Op basis van het voorstel en de Impact Assessment is het moeilijk om een
indruk te krijgen van de praktische, juridische en financiële implicaties
van het voorstel. Zo is het bijvoorbeeld niet duidelijk wat de gevolgen zijn
van gelijke behandeling op grond van handicap. Ook op het gebied van sociale
zekerheid valt op dit moment moeilijk een inzicht te verkrijgen van de materiële
implicaties van de voorgestelde richtlijn. Zullen er bijvoorbeeld personen
rechten verwerven die zij op dit moment niet hebben?
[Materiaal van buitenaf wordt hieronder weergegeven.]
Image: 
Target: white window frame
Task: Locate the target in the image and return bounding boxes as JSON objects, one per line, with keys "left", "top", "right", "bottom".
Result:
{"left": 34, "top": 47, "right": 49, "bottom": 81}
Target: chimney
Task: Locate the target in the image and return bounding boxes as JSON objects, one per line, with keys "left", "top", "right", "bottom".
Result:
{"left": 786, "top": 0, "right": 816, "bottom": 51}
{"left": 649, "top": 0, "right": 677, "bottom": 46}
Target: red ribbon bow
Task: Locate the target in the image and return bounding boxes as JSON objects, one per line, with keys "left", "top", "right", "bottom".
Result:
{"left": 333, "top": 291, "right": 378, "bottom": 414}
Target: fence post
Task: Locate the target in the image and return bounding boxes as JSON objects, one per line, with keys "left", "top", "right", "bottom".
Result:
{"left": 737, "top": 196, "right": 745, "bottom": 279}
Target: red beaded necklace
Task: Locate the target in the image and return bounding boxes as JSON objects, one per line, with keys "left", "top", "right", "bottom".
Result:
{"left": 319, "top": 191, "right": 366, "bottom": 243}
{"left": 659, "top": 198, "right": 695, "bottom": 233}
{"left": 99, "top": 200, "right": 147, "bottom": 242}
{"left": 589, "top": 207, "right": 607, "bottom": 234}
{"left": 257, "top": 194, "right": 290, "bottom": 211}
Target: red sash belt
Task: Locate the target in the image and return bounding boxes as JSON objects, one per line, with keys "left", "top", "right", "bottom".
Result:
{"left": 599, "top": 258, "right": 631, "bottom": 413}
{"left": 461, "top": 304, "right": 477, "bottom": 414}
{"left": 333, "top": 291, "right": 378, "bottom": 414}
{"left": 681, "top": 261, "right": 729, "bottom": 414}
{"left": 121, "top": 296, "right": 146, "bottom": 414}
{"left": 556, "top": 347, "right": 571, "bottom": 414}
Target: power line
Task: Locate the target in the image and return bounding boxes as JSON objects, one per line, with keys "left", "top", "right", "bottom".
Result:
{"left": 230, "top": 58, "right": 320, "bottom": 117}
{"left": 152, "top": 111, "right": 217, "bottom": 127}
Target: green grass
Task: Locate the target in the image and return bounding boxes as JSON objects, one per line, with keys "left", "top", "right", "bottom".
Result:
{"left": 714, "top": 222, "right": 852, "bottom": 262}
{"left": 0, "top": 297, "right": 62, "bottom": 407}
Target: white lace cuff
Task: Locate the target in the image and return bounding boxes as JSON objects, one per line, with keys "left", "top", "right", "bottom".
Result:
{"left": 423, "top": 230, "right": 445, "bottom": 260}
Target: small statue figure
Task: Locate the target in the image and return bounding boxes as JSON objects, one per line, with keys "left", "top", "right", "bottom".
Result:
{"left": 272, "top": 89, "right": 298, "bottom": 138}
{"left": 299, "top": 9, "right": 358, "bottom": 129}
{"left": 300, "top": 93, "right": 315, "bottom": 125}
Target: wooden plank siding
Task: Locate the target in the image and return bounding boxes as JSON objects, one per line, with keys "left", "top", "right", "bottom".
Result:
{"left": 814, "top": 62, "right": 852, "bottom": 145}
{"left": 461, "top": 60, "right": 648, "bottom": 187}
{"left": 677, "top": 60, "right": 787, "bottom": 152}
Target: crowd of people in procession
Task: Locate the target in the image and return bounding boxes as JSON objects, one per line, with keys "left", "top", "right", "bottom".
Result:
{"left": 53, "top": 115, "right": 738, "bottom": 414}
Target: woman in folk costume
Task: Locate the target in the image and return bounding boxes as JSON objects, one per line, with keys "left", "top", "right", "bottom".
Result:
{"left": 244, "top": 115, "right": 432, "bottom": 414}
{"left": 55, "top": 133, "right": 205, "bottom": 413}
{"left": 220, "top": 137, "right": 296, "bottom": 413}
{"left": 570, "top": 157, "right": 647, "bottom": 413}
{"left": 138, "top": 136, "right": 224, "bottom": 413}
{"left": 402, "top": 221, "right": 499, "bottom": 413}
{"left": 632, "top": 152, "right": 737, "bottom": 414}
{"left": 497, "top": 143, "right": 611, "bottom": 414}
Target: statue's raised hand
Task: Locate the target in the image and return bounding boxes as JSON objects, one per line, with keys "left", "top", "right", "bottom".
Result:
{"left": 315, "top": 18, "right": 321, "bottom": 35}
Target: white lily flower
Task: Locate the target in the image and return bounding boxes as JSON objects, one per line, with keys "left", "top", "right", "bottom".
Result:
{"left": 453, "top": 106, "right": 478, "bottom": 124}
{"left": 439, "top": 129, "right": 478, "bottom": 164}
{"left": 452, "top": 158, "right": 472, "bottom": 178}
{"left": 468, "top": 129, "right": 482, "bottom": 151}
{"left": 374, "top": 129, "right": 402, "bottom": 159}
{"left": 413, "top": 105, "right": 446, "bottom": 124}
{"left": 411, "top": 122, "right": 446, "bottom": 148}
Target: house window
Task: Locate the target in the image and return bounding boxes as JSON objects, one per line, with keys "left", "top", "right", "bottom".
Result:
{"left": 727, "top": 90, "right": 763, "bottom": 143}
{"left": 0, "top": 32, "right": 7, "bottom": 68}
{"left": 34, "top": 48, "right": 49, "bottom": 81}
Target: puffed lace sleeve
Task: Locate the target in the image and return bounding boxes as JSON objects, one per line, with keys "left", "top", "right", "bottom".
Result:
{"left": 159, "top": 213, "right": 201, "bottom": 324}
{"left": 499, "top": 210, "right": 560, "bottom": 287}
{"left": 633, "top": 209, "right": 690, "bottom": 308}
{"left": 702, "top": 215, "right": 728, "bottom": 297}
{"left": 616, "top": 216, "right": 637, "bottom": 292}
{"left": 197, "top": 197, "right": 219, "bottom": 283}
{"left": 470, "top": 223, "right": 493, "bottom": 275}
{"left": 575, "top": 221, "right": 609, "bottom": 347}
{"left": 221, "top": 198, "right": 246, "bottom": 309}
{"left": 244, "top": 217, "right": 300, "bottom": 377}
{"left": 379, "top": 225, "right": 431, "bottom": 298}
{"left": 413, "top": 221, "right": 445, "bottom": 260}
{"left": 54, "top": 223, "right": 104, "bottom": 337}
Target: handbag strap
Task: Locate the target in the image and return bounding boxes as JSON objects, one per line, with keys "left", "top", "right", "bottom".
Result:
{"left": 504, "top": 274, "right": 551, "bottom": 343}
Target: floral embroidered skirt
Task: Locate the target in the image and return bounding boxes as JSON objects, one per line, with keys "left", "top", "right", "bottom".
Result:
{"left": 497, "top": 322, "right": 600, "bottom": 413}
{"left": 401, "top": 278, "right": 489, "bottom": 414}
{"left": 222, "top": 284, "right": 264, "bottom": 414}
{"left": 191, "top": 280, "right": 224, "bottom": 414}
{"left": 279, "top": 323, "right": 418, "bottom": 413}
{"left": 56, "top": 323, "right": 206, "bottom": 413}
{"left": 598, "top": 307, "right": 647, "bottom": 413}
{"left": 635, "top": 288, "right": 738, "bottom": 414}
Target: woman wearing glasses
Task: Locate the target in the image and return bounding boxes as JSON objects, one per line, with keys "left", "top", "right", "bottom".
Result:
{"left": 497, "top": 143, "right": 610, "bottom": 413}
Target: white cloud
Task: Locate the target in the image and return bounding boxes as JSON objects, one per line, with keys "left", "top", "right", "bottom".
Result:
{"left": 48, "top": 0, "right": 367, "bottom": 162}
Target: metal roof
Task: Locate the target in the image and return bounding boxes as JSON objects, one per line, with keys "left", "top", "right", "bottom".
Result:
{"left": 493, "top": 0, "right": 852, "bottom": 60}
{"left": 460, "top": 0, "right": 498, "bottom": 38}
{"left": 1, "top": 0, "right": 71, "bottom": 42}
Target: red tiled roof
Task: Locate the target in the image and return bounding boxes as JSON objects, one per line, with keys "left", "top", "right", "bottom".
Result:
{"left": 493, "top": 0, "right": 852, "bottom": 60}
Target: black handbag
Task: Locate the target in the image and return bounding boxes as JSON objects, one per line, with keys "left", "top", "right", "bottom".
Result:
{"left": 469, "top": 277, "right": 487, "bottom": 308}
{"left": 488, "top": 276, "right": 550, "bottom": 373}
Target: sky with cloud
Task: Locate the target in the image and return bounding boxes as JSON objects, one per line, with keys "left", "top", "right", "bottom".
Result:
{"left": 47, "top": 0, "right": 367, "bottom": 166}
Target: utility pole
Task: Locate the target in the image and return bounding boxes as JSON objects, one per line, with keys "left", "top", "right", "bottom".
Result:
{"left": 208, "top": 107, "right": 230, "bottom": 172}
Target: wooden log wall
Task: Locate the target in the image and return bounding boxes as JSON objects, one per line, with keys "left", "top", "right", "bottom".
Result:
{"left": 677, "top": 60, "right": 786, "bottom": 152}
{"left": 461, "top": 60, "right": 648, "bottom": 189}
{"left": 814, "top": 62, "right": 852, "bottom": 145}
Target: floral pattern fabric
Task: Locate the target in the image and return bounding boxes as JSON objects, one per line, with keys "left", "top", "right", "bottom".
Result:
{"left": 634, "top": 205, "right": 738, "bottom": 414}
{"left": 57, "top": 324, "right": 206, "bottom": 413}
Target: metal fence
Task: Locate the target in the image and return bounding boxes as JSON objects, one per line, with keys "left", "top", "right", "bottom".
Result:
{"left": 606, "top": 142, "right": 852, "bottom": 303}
De gevolgen voor het
onderwijs zijn, in het licht van de geformuleerde uitzonderingen ten aanzien
van de werkingssfeer, evenmin duidelijk. Tenslotte dient ook een helder inzicht
verkregen te worden van de gevolgen van een (geclausuleerd) verbod op leeftijdsdiscriminatie
zoals voorgesteld. De commissie wijst erop dat het voor een goede beoordeling
van de subsidiariteit nodig is om een beeld te kunnen vormen van de te verwachten
gevolgen van het voorstel. Daarvoor is nadere informatie nodig.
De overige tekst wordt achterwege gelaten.